# Early Britons - BBC



## Brian G Turner (Aug 19, 2015)

Might be worth watching later today, or on iPlayer:
http://www.bbc.co.uk/news/science-environment-33963372



> Have we underestimated the first people to resettle Britain after the last Ice Age? Evidence from a variety of sources suggests that early Britons were more sophisticated than we could have imagined.
> 
> Archaeologists once thought that the story of the early hunter-gatherer Britons was lost to the mists of time.
> 
> ...


----------



## Venusian Broon (Aug 19, 2015)

Brian Turner said:


> Might be worth watching later today, or on iPlayer:
> http://www.bbc.co.uk/news/science-environment-33963372



And just to counter-balance the positive up-beat tone of that article - so perhaps no golden age either!  :

http://www.theguardian.com/science/...-ancient-european-farming-community-neolithic

Conflict and violence come along with us from the start as well. 
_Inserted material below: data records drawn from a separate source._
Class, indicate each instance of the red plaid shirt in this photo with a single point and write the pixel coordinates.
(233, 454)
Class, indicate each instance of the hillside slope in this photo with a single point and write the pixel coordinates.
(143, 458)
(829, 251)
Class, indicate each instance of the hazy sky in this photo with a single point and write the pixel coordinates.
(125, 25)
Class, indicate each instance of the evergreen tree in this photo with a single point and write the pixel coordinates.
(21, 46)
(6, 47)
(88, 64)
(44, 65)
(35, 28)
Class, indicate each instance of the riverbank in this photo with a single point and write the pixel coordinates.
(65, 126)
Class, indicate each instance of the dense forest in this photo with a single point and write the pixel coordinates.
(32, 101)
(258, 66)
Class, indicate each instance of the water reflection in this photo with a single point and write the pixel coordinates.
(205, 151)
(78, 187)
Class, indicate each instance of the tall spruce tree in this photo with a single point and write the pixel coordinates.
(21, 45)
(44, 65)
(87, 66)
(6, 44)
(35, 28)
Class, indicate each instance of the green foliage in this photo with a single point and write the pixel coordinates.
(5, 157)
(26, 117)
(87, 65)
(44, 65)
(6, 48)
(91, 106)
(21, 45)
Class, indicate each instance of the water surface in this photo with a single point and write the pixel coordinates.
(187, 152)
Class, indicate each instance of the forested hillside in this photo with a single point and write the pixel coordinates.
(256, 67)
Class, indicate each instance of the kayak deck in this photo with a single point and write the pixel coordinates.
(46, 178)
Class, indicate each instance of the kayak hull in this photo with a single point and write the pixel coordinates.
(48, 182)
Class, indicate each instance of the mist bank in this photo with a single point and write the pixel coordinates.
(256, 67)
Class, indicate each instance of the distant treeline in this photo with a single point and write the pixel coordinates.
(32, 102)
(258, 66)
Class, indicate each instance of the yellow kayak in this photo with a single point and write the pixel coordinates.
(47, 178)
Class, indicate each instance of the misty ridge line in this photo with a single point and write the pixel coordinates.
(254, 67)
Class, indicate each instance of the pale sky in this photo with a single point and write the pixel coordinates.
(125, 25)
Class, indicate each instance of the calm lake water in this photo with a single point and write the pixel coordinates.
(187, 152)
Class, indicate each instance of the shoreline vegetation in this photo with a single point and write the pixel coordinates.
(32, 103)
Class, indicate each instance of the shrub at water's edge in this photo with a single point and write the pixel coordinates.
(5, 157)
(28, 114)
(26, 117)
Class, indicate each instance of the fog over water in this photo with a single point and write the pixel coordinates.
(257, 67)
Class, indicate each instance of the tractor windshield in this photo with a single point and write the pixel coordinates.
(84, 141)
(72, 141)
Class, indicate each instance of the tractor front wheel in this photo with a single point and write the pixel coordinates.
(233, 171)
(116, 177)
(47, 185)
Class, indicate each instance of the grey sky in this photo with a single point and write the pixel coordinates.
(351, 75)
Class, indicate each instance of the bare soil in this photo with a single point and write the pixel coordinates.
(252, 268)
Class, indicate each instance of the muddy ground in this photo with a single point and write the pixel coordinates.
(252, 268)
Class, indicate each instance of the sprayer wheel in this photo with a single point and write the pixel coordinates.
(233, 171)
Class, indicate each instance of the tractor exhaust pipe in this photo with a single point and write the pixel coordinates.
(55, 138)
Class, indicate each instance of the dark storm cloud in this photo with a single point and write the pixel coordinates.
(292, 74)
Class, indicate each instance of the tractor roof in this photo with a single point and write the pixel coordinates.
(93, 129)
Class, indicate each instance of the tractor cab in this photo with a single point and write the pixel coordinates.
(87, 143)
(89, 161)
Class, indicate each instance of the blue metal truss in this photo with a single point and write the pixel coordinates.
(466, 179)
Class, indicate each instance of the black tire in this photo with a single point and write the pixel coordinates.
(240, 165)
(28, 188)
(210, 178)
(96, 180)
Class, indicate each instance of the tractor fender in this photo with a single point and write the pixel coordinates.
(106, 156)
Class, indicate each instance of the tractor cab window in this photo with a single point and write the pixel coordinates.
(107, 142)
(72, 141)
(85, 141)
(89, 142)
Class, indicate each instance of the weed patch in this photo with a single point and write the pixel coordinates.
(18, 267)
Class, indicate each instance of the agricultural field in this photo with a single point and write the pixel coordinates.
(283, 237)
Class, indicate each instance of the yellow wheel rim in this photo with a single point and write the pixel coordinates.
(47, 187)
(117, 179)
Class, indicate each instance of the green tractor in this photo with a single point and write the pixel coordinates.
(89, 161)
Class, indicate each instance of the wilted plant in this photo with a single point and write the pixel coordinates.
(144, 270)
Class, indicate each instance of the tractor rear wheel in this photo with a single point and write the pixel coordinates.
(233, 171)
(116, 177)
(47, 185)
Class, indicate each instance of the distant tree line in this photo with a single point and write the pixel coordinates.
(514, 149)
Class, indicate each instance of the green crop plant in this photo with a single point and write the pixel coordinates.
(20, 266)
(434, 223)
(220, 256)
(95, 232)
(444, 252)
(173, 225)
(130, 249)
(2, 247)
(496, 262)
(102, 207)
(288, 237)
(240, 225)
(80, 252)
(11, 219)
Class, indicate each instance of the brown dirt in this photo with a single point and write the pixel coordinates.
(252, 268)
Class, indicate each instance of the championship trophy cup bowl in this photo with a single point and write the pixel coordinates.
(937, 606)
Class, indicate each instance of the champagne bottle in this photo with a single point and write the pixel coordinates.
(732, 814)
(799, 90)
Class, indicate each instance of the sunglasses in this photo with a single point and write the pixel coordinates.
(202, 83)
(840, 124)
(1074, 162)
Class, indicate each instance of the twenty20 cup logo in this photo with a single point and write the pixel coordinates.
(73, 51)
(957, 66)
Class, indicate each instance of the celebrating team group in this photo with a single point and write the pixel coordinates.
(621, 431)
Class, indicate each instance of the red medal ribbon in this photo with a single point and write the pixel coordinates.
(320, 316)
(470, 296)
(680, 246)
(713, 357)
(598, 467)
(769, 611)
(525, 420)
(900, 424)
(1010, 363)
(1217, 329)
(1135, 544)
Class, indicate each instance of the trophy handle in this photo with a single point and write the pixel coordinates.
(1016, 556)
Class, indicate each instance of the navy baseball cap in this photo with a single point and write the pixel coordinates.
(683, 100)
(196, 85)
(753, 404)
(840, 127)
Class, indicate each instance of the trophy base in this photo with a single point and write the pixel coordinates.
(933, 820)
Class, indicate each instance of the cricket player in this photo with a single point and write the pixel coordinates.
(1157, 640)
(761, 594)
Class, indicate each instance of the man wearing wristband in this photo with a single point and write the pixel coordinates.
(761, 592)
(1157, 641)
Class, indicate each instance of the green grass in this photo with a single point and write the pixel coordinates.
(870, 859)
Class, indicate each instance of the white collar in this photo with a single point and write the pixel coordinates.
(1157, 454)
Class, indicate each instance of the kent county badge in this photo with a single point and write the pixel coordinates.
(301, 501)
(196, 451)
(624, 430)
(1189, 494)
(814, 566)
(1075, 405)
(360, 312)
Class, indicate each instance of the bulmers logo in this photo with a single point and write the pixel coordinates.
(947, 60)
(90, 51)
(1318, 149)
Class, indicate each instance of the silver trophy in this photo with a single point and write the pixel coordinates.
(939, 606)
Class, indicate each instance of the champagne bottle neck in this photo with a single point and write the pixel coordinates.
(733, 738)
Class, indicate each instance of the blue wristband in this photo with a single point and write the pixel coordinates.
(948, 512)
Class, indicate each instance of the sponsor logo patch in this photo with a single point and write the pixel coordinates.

It's not Britain, but it's not that far away and we do know that people would have travelled long distances - think the Amesbury Archer who originally came from the alps. I also do remember seeing a programme about a prehistoric battlefield or siege somewhere in south Wales - they had discovered hundreds of arrowheads and other bits of debris that suggested a very big and violent action. However perhaps this really started when people stopped moving around and started claiming land as theirs.


----------



## svalbard (Aug 19, 2015)

Venusian Broon said:


> And just to counter-balance the positive up-beat tone of that article - so perhaps no golden age either!  :
> 
> http://www.theguardian.com/science/...-ancient-european-farming-community-neolithic
> 
> ...



I also remember that. I think it was Barry Cunliffe talking about it. It was fascinating.


----------



## J Riff (Aug 19, 2015)

I don't believe a word of it. I'm sure it was much more exciting. )


----------



## Ray McCarthy (Aug 19, 2015)

"May you live in interesting times."
Exciting sometimes is OK if it's someone else having it?


----------



## J Riff (Aug 20, 2015)

We are the Britons, and I am your King!  Gather ye at Stonehenge, for the (censored) rites of (deleted) and let's figure out a way to make our primitive savage ancestors look smart n' civilized. No Giants allowed.


----------